Prevention of thromboembolic complications after childbirth

The postpartum period is the most dangerous for the state of health of a woman with an antiphospholipid syndrome, as more often than in pregnancy, thromboembolic complications are observed. In our practice, we had all cases of thrombophilic complications in the postpartum period.

In order to prevent thromboembolic complications, it is necessary to continue taking prednisolone for two weeks at a dose of 5-10 mg. Evaluation of the hemostasis system is performed 3-5 days after delivery.
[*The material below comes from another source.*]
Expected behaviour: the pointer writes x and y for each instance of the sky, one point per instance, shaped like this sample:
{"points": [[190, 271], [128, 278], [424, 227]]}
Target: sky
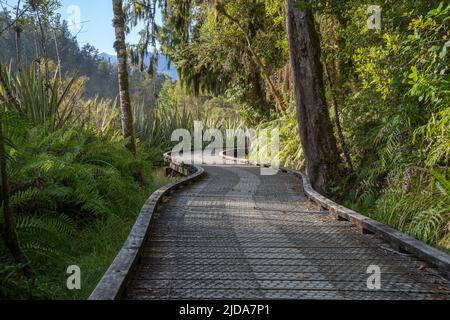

With severe hypercoagulation, it is expedient to conduct a short course of heparin therapy at a dose of 10 thousand or 20 thousand units per day subcutaneously for 10-12 days (fractiparin, fragmine is preferable) and prescribe aspirin for 100 mg during the month.

It is necessary to recommend a paternity-restricted diet with a restriction of products that increase the blood coagulation potential, and a haemostasis study once every six months.

When joint pain, fever, proteinuria and other symptoms of autoimmune diseases appear, examination should be recommended in specialists-rheumatologists, as often subclinical autoimmune disorders precede manifest forms of autoimmune diseases.

"Catastrophic" antiphospholipid syndrome

Currently, along with the usual and secondary antiphospholipid syndrome, clinical and serological variants of the antiphospholipid syndrome are distinguished (Asherman RA, 1997).

  • "Catastrophic" antiphospholipid syndrome.
  • Other microangiopathic syndromes:
    • thrombotic thrombocytopenic purpura;
    • hemolyticcouremic syndrome;
    • HELLP-syndrome (hemolysis, increased hepatic enzymes, thrombocytopenia)
  • Syndrome of hypothrombinemia;
  • Disseminated intravascular coagulation;
  • Antiphospholipid syndrome in combination with vasculitis.

The "catastrophic" antiphospholipid syndrome, the term proposed by Asherman RA in 1992, formerly known as "devastating noninflammatory vasculopathy" (Ingram S. Et al., 1987), is characterized by the development of multiple organ dysfunction due to recurrent thrombosis in various organs for a short period of time .

The combination of this syndrome with the development of ICE worsens the prognosis. The genesis of the "catastrophic" antiphospholipid syndrome is more complex than that which occurs in the antiphospholipid syndrome. It is believed that various cellular mediators (cytokines) are responsible for its development, responsible for the "explosion" of a clinically manifested inflammatory response with the development of multiple organ failure.